In broad strokes, Hotel Artemis could be set anywhere, anytime: A safe house in the Old West, a remote outpost off of an intergalactic trade route, you get the idea. That the movie is set a decade from now is all in the details—the 3D-printed guns, state-of-the-art medical equipment, and the masks that look like they were built to scramble facial recognition software.
It’s a convention that, while not groundbreaking, is certainly effective, and gives the opportunity for many kinds of characters to come through the doors. Among them: Sofia Boutella, doing a riff on her character from Atomic Blonde, Charlie Day at his sleazy peak, Sterling K. Brown in, thankfully, a much bigger role than he had in Black Panther, and dad…sorry, Jeff Goldblum, as someone fittingly called the Wolf King.
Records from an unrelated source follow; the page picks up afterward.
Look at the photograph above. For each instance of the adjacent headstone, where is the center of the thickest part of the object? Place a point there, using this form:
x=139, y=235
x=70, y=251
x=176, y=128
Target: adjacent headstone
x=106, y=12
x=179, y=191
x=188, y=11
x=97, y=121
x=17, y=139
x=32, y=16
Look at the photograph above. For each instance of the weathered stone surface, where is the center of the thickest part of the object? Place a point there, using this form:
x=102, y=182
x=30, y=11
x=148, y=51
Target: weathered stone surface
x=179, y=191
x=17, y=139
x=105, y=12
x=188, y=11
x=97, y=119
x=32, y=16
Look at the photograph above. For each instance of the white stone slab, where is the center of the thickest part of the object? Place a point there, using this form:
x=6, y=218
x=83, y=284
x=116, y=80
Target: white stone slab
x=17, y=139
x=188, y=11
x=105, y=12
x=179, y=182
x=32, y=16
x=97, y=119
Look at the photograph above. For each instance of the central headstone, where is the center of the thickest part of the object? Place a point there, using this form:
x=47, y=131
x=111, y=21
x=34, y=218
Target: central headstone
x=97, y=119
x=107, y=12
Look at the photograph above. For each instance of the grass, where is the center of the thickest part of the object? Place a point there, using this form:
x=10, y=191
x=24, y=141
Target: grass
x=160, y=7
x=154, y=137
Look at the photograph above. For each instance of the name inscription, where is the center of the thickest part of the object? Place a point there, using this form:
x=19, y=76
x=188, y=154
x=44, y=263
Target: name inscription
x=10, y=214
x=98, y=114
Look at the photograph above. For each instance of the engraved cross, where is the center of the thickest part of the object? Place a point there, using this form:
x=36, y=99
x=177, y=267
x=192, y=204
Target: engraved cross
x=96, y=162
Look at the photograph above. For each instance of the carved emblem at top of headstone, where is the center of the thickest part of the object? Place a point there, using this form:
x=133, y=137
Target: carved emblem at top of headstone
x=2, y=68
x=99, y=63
All are after the film’s vaguely futuristic MacGuffin, an ugly pen filled with eighteen (or was it eighty?) million dollars worth of ugly diamonds. All the while, a fiery riot rages outside the hotel walls. Oh, and our fave Jenny Slate is there, too, even though she’s inexplicably uncredited in this trailer. Hotel Artemis will be in theaters starting June 8, which, believe it or not, is just around the corner. Out of curiosity, with inflation, what do you think eighteen million dollars in 2028 works out to today?
Robin Hood
Maybe we still haven’t recovered from the severely awesome aesthetics of this year’s Met Gala, but we’re definitely feeling this medieval “mudpunk” look. We’re not so much feeling this “who’s under the hood” tagline because it sounds like a car commercial, but you can’t win them all. This latest iteration of the class warrior folk hero and his escapades is, by all appearances, basically gun-fu except with bows and arrows instead. So…” the bow?” Whatever it is, the action seems to take place in an alternate dimension that looks a little like Richard the Lionheart-era Europe, except with a lot more leather and some really suspiciously powerful-looking crossbows. Director Otto Bathurst is best known for his work on Peaky Blinders and Black Mirror, and basically, Robin Hood could be a little bit of both. Look, we have no problem with taking historical liberties, okay? The real crime here, in our humble opinion, is making this action-packed caper without the talents of Benedict Cumberbatch, Martin Freeman, or Andrew Scott. Robin Hood will be in theaters on November 21, which gives us plenty of time to get over it.